Our no votes on the 2nd House vote today are as follows: Dukes, Gray, Heffernan, Jaques and Q. Johnson. Not voting were Barbieri and Bolden. So all the no votes or absents are the same from the original House vote last month, except for the additions of Gray, Heffernan and Q. Johnson. What made them flip?
For the 2nd vote on the House Amendment, only Dukes voted no and Barbieri and Bolden didn’t vote. Three reps had left so there were three absent.
If I were any Delaware parent (I am), I would be absolutely livid at the games being played with this bill. Shame on Jaques, Sokola and Townsend for not caring enough about parents to even ask them about their bill-killing plans prior to their attempted hijackings. If I were Townsend, I might want to reconsider that run for Congress. You ticked off A LOT of voters tonight.

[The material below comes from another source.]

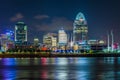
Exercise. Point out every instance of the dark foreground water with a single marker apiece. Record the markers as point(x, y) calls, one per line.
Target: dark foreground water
point(81, 68)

4 thoughts on “House Bill 50’s Wild Ride In The House Passes With New Amendment, Back To The Senate….”
I think it’s time to rally and picket! I’ve had enough. They all know what is the right thing to do and they still stick with their reformist buddies. Sickening. Thank you to the House for having common sense and the balls to do the right thing.
Barbieri: straight up coward.
Yes he is.
Do I have this straight – in the end it wasn’t Sokola’s poison pill amendment that killed the bill, it was Townsend’s? WTF was Townsend thinking?
Very cynical how almost nobody is on record voting against the bill. Nonetheless, the overwhelming vote has sent the desired message. I would prefer the bill became law, but it almost doesn’t matter.
As I promised Sokola, now it is time for school activists to begin a full-court press to educate the public on their right to opt out and how to do it, with easily available templates for opt out letters and a constant campaign of awareness.